We hit it off instantly and had a ridiculous rapport via e-mail. I figured it was too good to be true, but it turned out not to be. We broke a lot of the normal dating rules, beginning with me suggesting he pick me up at my house before our date, despite having never met before. He came in, was bowled over by my teeny playhouse (273-square-feet including the outdoor bathroom) and serenaded me with “Take on Me” before we went out. That was December 1st. Since then, we’ve been through quite a bit—job changes, moves, emotional and hormonal imbalances—but we seem to have ended up exactly where we want to be.
So as I was saying, Tyson was using my laptop to get his tiny-house fix. He does this through the website Tumbleweed Houses, run by Jay Shafer, the creator of extremely small, efficient, and beautiful houses, no wider than a flat-bed trailer, that are made to be moved. Tyson’s parents came home and I commented that Tyson was keeping me late so he could look at the houses. His mom asked why they were so important and, as he didn’t seem to have words, I tried to explain it to her. The tiny house was his dream, his ideal, perfection for someone who believes in smart design and utility, in reducing your negative impact on the space around you. Less than a month ago, Tyson’s dad called him to say that he had found a small building for sale in a guy’s backyard for a ridiculously cheap price. He sent pics of the building through his phone and we glanced at it mostly thinking “umm?”
Over the next few days, it began to seem like a real possibility. Tyson called the owner on the next Monday morning and that afternoon we met where the house was. We looked it over for a while, discussed moving and living options and decided to go ahead with it. The next day, Tyson went to meet the guy selling the house and along with one of the owner’s friends, they strapped the house down onto a trailer and moved it about 20 miles to Tyson’s parents’ land in Aromas. I won’t go into detail on the move, but suffice it to say that many hours were spent, fishtailing occurred, the house easily could have ended up in splinters on the highway, and by some miracle, sweat, and many trimmed tree branches, the house now rests at the base of the hill we plan to inhabit (note: not yet in its final resting place, see first picture for that).
One of the main issues with the house, as it can almost be called, is that it doesn’t have any facilities.

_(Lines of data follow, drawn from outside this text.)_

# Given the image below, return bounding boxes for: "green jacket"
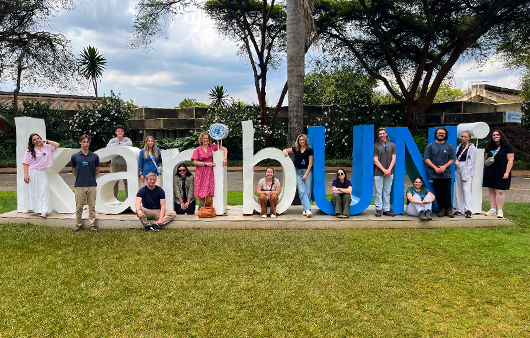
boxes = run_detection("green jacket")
[173,175,195,204]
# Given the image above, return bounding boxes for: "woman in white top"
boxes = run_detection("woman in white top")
[22,133,59,217]
[257,167,280,218]
[453,131,477,218]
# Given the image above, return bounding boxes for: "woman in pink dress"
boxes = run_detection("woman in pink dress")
[191,131,228,206]
[22,133,59,217]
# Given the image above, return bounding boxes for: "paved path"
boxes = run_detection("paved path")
[0,167,530,203]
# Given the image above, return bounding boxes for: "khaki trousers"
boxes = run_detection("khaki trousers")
[110,162,129,197]
[75,187,97,227]
[138,207,177,226]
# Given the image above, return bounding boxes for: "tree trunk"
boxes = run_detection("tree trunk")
[287,0,305,147]
[13,56,24,117]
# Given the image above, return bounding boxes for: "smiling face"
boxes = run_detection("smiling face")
[115,128,125,140]
[414,178,423,190]
[460,133,471,144]
[31,135,42,147]
[435,129,446,141]
[377,130,387,143]
[147,176,156,189]
[298,136,306,147]
[79,138,90,151]
[178,167,188,178]
[491,131,501,144]
[145,137,155,148]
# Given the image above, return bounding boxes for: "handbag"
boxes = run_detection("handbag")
[484,146,501,167]
[197,204,215,218]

A sink is installed near the front door, but besides that, there is no kitchen or bathroom. This is the main reason that Tyson was able to buy it for a mere $3,000. It’s 12x18 feet plus a sleeping loft. Fortunately, for the last year I have been living in extremely small spaces, with Tyson taking up quite a bit of them when he’s over. Both of us believe we can exist fairly easily in tight quarters. The house is already insulated, wired, and is structurally sound. We nailed down the layout a couple of weeks ago, and are very excited to begin work. I am still in
I have little idea where this project will take us, probably to considerable frustration, money and time. We both enjoy design and using space efficiently. I have long wanted to have the opportunity to do home renovation, as I'm excellent at seeing the potential in something and trying to bring it to the surface. And we both love a challenge. Considering how high rents are in California and the volatility of the market right now, I think we've made a great decision. This blog is the documentation of our journey.